Eylül romantizmi ülkenin kalanında erken başladı. Belki biraz da sosyal medya aceleciliğinden…
Alanya’da gündüzleri hâlâ kırk derece eşiğine yakın, geceleri ayıp olmasın diye azıcık esiyor gibi. Geçen kışın, hesapta on sekiz ama işlevde onlarcaymış etkisi yaratan gününü Bayburt’ta karda sürünerek geçirdiğimden beri yaz sıcağıyla, yazın evin dışındaki hayatla barıştım sanırım. İlk kez bir yaz bu kadar sık dışarı çıkıyor, koşu yapıyor, yüzüyor, bisiklete biniyorum. Arkadaşlarımla “İşim var yea…” demeden daha sık buluşabiliyor üstelik eve bile davet edebiliyorum -Bunda Çağla’nın misafir severliğinin ve sosyalliğinin payını yadsıyamam tabii. Öğle sıcağında şikâyet etmeden balkonda kitap okuyorum mesela, hatta havuz başında çığlık atan çocuklara daha az bağırıyorum. Bu iyi…
Öte yandan, bu yaz nedense herkes ve her şey ölmüş gibi geliyor bazen… Zaman öldü, günler öldü, en yakınımızdakilerle birlikte içimizden, derinlerimizden bir şeyler öldü.
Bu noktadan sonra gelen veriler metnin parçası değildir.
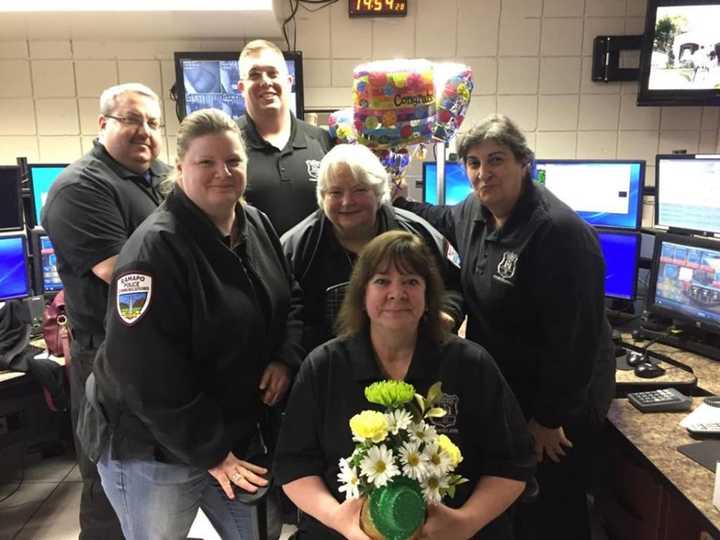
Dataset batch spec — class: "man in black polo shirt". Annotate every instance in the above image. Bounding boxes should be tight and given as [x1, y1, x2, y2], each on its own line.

Bir ay önce gönderdiğim son bültende Elçin’i henüz kaybetmişiz; oysa üzerinden asırlar geçmiş gibi. Unuttuğumuzdan veya acının silikleşmesinden değil, aksine, katmerlenmesinden. Elçin’in gidişini idrak edemeden, önce elinde büyüdüğüm, annem gibi sevdiğim Gülsen Ablamı, sonra da henüz birkaç yıldır tanıştığımız ama başka âlemlerden zaten tanışık ruhların o nadir ve müthiş yol kesişimi sayesinde az zamanda birbirimizi çok sevdiğimiz Özlem Hocamızı kaybettik.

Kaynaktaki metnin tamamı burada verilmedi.